WR Well, that’s right. They’re exposed only to our own people. And we don’t have a hard rule that says you have to use what someone just did. You can take the code and modify it, run it on a different server.

Remember, we’re just a start-up. We still have the urgency and excitement of a start-up here. We certainly are sober about our responsibility, and we’re not sloppy. But there’s a tremendous emphasis on, “Prototype it, get it out there, find out what our users think about it, and then start a cycle of improvement.”

And so rapid iterative cycles, with lots of feedback from our users, is the game we like to play. Of course, that’s really an engineer’s dream.

But the trick is that you can’t put out a prototype that doesn’t work. It’ll be all over the whole world. We have tremendous press visibility, so we have to do a good job. So, there’s a lot of emphasis on testing inside—unit testing and other forms of regression testing.

DB And the dependencies start to bite you.

WR Well, it’s getting harder, as our population gets larger, and there are more and more engineers working on the stuff, and more things being worked on.

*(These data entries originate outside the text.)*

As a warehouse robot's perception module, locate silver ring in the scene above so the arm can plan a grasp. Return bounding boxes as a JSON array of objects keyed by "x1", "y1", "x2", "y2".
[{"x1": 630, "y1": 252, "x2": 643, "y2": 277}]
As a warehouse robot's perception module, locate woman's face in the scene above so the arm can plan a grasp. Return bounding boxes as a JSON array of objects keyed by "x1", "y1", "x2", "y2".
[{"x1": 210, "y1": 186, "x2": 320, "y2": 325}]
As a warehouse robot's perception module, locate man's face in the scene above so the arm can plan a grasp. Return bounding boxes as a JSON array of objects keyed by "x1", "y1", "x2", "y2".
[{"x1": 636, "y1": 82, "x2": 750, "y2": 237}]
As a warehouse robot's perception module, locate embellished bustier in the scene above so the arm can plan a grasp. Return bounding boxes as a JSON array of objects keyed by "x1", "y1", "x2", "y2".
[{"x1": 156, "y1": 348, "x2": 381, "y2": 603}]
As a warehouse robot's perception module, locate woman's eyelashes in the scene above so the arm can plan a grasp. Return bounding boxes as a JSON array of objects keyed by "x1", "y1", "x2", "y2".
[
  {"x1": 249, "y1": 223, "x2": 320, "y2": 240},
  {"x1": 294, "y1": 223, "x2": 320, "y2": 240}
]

At some point, the information can’t get across the organization to the other side before it has become obsolete. There’s some law about the exchange of information in large organizations, and I don’t know what the diameter of the universe is for this—it’s perhaps 1,000 engineers—and then we’ll have to try something else.

DB Are there standard commercial tools that you guys like to use for your internal development? Or do you find that you’re even building, for example, source code control, or time tools, or debugging tools?

WR Well, on the internal tool front, managing builds is always challenging. We have many engineers—they get frustrated, and they go fix things, and some of them are quite bright.

We use Perforce for source control, and that works well. As a general rule, we don’t like to roll our own. That stuff is starting to get a little bit tricky now that we have three engineering sites, yet work on a common code base; the issues of how you do distributed development on a common code base are going to become more real. And, by the way, those are probably as much sociological as they are technological problems.

DB I would agree with that.

WR And when you’ve got a lot of sociology mixed in, it’s not clear that any amount of technology can help you. You have to balance that stuff.

We use MySQL for a lot of things. And we’ve had to develop special techniques on how we use it, because of scale and distribution issues. Good old Linux, of course, just keeps on truckin’ and does the job for us.

As a VP of engineering, I would normally be signing all kinds of big-tool stuff. It just doesn’t happen. You know, the basic Linux core has been an extraordinarily great resource for Google.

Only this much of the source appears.